Service Entity Identifiers
In a service oriented architecture, different parts of the system domain are managed by different services. A Order Service may manage orders and order items, whilst a Customer Service manages information about customers. To indicate that an order is for a particular customer the Order Service would store an identifier for the customer with orders for that customer.
I refer to an identitifer for an entity in a service, such as a customer as a "Service Entity Identifer". This could be anything that uniquely identifies the entity such the database primary key, a string or a random string. What makes a good identifier for an entity? Of course, it depends - however there are some characteristics which I have found useful.
Universal Uniqueness
If the identifier is unique across all services in a system, (or even across all systems) it is impossible to accidently use the wrong identifier with the wrong service.
Distributed Generation
Identifiers which can be generated independently, without reliance on a central authority make it easier to provide replication, offline support, synchronisation and horizontal scaling.
Service Identification
Embedding the service name in the identifier makes it self describing. This simplifies joining data across sercices in data warehouses for analysis. With this characteristic we can eaily handle scenarios where we want to reference an entity which could be managed by different services. For example, an order which may relate to a corporate customer or a retail customer which are managed by different services. We can store the identifer in the same order field an will know which service to contact to retrieve the customer information as this is part of the identifier.
Sortable
Sorting using a non key column in NoSQL databases can be expensive, although many of these databases do sort entities based on their primary key. Having an identifier which encodes a timestamp gives us sorting of records by timestamp for free. This characteristic is not be desirable in situations we do not want to allow consumers to see a timestamp. If entity identifiers are public, using an identifier which encodes a timestamp would expose this information and should be avoided.
Implementations
There are existing technologies and techniques, which can be used to provide some or all of these characteristics.
UUID
A UUID is a Universal Unique Identifier which is unique across all identifiers that are generated. Strictly speaking there is a very small probability that the same identifer could be generated more than once, but this can be ignored for most use cases.

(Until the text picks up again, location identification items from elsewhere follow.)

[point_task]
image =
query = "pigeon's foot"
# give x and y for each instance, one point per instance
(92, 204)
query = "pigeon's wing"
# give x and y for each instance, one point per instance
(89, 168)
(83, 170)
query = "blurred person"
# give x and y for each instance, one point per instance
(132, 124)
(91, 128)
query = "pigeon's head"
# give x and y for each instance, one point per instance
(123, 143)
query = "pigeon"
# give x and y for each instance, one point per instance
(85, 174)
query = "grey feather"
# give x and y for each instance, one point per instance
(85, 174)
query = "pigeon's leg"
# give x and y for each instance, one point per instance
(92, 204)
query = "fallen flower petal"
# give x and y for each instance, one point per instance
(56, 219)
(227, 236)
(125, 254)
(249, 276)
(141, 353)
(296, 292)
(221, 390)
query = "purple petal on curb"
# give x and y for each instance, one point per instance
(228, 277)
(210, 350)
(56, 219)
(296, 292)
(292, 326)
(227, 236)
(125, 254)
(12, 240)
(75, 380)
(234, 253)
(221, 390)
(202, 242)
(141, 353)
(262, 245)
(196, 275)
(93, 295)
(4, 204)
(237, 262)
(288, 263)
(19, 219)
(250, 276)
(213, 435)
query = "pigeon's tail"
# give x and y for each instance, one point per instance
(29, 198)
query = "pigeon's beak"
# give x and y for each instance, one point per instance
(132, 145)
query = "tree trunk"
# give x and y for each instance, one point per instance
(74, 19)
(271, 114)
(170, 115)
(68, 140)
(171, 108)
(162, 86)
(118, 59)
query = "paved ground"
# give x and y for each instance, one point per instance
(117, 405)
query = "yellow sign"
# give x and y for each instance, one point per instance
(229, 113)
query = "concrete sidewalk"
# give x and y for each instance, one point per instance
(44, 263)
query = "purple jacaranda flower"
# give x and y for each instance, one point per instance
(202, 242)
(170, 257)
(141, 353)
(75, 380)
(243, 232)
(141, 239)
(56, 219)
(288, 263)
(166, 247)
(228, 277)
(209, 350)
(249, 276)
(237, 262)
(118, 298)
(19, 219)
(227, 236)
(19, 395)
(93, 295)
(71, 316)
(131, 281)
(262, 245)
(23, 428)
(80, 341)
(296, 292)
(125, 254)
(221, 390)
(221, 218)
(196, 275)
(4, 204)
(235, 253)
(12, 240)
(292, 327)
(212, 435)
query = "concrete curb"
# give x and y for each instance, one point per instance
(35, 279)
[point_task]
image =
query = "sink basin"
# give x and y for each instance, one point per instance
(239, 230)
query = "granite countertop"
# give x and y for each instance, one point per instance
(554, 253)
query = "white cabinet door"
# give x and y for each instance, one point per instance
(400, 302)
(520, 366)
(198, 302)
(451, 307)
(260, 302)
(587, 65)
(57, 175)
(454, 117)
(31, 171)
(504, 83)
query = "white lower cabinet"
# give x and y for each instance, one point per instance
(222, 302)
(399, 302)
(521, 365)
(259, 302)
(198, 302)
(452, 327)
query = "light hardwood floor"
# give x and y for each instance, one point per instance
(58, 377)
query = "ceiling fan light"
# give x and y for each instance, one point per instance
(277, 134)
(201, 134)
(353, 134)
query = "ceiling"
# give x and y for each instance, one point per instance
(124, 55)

Some versions of UUIDs achieve this by encoding data such as the network MAC address and should normally be avoided due to privacy concerns. v4 UUIDs are generated using a random number generator and allow identifiers to be created without a central authority.
UUIDs are 128 bits, and are usually encoded in a hex format - for example d87c43ef-e2a0-42f9-9948-ae81a7cdbcd4
. Libraries to generate and handle UUIDs are widely available.

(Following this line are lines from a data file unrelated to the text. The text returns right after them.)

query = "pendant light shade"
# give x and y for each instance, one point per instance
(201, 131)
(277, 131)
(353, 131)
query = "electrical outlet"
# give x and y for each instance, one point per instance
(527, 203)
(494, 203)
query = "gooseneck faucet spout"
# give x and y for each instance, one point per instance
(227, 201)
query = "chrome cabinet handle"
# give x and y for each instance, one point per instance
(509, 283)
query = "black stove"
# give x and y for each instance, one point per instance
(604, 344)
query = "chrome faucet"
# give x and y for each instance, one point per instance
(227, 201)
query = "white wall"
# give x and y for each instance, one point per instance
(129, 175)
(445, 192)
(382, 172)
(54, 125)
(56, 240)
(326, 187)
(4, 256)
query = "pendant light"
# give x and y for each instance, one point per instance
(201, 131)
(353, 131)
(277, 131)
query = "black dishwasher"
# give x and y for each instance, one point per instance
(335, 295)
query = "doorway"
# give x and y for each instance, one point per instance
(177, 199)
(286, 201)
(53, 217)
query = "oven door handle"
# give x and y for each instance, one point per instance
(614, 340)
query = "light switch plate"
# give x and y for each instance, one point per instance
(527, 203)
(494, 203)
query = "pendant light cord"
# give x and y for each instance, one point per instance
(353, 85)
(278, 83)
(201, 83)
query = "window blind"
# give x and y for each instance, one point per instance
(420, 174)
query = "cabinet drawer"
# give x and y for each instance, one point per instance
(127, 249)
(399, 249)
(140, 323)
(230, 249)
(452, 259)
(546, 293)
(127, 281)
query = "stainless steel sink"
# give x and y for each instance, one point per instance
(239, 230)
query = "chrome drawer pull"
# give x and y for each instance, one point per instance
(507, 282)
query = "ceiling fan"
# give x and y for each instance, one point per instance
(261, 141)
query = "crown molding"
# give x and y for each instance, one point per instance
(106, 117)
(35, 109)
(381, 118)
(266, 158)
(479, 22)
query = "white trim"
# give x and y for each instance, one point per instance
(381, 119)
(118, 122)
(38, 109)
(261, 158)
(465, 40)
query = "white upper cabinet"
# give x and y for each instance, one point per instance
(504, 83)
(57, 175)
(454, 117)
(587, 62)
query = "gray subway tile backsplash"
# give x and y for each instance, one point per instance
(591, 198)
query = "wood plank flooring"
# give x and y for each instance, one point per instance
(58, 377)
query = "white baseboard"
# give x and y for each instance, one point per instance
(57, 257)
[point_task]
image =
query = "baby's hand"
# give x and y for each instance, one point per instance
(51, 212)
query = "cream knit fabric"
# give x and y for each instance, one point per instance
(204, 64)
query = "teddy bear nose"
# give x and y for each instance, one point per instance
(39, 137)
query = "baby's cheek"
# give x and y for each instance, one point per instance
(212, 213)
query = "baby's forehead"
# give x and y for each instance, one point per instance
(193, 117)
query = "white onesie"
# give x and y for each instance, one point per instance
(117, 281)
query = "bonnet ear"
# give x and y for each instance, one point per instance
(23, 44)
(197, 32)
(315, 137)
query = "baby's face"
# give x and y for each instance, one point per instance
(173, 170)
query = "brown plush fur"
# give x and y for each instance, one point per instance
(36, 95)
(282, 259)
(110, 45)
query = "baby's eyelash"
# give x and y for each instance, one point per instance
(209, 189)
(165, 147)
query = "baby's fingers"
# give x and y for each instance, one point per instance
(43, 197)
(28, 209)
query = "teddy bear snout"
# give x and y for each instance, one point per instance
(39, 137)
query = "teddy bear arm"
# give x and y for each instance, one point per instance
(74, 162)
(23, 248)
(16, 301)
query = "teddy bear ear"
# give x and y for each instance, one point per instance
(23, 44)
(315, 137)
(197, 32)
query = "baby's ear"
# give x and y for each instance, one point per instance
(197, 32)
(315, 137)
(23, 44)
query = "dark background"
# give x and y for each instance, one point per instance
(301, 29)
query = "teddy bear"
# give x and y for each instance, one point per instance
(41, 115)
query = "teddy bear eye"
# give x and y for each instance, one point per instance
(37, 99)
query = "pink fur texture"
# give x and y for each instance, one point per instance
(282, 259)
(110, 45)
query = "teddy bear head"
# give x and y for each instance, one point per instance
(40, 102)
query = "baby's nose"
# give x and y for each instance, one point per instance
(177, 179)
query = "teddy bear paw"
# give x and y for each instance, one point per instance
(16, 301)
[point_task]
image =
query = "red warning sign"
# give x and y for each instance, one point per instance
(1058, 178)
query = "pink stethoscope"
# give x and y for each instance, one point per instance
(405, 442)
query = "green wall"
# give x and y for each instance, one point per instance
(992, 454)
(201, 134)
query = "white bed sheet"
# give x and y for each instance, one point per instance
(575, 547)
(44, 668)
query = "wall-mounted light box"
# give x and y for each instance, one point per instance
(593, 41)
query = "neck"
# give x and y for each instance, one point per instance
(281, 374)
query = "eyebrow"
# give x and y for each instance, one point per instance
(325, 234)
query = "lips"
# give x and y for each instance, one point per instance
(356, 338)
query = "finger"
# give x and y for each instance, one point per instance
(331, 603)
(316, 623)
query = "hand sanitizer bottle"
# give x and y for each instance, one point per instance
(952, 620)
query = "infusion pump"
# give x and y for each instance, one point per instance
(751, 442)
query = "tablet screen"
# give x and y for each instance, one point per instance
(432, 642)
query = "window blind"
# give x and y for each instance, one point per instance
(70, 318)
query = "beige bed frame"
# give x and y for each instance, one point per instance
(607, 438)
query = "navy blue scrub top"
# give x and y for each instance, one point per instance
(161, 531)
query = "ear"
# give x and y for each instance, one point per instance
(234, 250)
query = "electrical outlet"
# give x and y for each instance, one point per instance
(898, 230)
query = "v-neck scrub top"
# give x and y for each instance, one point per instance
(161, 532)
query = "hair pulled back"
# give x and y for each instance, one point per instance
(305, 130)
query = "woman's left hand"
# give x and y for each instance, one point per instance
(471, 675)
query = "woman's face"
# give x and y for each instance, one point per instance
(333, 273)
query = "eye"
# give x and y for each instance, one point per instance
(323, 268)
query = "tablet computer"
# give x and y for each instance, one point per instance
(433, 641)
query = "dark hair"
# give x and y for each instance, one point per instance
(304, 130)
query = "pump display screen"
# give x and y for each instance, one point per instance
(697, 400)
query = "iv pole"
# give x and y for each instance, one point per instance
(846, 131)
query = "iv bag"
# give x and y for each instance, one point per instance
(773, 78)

As UUIDs are random by design, they are not sortable and do not encode any service information.
ULID
A ULID is a Universally Unique Lexicographically Sortable Identifier and is similar to UUIDs in that it is also 128 bits. ULIDs differ in that the first 48 bits are a timestamp with millisecond resolution, with the remaining 80 bits being random. ULIDs are encoded are 26 character strings using Crockford's base32 encoding. These identifier sort Lexicographically based on the timestamp component. An example of a ULID is 01ARZ3NDEKTSV4RRFFQ69G5FAV
Although these identifiers have less randomness, the probability of the same identifier being generated is similar to UUIDs such that it can be ignored for most use cases.
URI
A URI is a Uniform Resource Identifier, which is a string with the following format:
scheme:[//authority]path[?query][#fragment]

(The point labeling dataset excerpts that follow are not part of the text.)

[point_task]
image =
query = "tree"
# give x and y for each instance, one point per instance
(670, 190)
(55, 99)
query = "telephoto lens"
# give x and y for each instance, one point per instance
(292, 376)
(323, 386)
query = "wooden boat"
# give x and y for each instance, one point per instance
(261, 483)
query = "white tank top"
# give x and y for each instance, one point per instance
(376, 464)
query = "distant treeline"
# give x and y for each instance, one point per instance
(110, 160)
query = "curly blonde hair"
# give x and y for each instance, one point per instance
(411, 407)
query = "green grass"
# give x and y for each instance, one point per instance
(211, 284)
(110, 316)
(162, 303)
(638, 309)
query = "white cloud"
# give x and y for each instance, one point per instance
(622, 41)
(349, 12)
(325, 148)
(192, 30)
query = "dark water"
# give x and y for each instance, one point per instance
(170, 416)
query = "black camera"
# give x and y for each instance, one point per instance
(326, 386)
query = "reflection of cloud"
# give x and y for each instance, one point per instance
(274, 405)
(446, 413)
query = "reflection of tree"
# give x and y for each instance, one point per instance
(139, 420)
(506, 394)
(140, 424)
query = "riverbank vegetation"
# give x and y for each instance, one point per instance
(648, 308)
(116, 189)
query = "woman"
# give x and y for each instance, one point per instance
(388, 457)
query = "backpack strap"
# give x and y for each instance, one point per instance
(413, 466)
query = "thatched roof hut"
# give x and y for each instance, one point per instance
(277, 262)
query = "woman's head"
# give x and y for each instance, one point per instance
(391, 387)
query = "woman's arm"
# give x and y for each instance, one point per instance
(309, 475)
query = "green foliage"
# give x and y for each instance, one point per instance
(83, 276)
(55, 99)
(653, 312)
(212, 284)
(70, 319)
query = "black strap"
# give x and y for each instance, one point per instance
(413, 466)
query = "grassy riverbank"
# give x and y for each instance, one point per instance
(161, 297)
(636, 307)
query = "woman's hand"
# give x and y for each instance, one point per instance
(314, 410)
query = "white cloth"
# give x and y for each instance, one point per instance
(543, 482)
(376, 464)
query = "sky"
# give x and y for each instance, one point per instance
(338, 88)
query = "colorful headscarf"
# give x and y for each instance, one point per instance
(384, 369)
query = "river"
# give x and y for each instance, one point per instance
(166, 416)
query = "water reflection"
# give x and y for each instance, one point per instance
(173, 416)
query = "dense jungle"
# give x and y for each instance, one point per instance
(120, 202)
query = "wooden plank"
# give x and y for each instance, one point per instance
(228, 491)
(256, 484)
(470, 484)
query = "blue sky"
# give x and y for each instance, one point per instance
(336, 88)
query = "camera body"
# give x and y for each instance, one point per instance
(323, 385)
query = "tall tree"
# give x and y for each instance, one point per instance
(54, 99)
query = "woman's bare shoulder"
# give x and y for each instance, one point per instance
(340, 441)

URLs such as https://mark.smithson.me/index.html
are a type of URI, as are mail links such as mailto:mark@smithson.me
.
Combining a ULID with a URI, provies all the characteristics outlined above.
For example esi://customer/01ARZ3NDEKTSV4RRFFQ69G5FAV
. In this URI, the scheme esi
represents an Entity Service Identifier and specifies the service name customer
as the authority. The path 01ARZ3NDEKTSV4RRFFQ69G5FAV
is the ULID identifier of the entity within the service. With this URI and knowledge of the services in our system, we could retrieve information about the entity it identifies.
In larger systems a library or service can be created which knows how to resolve these URIs, perhaps making use of a registry of services.
A downside of this approach is that the identifiers are quite long, and will consume more storage space, and network bandwidth.
I have found that making the Entity Service Identifiers do more helps to make service oriented systems more understandable and flexible. It makes implementing distributed use cases easier and protects us against our own stupidity.
(Yes, I have spend far to long trying to find objects in the wrong service!)